It’s no secret that at the highest levels of sport, some athletes, trainers, coaches and administrators do whatever it takes to win. But in an era where that can been seen and emulated within our local sports leagues, and sometimes even in to our own backyards, is it time we ask the question: Is the win-at-all-costs mindset ruining youth sports?
There is a misconception that higher levels of hockey bring in more extreme reactions from parents, and that is not the case according to Richard Monette, publisher and editor-in-chief of Active for Life. His professional activities span the disciplines of business, sport psychology and education. He is part of the B2ten leadership team and leads the Active for Life initiative.
“There is a quiet majority of parents for who winning is not the ultimate result,” said Monette. “I think there is a very vocal minority of parents and coaches for who winning at all costs is really important. I think they’re a bit more vocal than they used to be.”

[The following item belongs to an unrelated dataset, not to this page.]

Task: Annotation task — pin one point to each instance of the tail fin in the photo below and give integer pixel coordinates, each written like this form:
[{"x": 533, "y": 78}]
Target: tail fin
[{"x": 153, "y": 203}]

It’s about defining and understanding what ‘success’ means in minor hockey. Balancing fun and development with the desire for healthy competition and growth is key for a positive hockey experience.
“There’s winning in the short term and success in the long term and often, winning right now, all the time, doesn’t lead to success in the long term. There’s a lot to be learned through different aspects of competing. Winning in itself is not a bad thing, it’s how you act as you’re trying to win and how you react to your defeat and your challenges that makes the difference.”
Can you win from losing? There are life lessons that come from defeat. Learning to lose graciously and working hard to improve are all a part of what Monette describes as a ‘growth mindset’. The positives that come from players realizing that they could’ve done better or worked more on their skills outweigh a player thinking that there is nothing left to improve upon because of how easily wins may have come to them.
There are many parents who understand that it’s about fun, developing kids and building up resilience. Despite the famous stories of athletes like Tiger Woods who specialized in one sport early at a young age, there is a growing trend of those who are now changing the focus on the importance of creating multi-sport athletes and the cautions of preventing over-use injuries.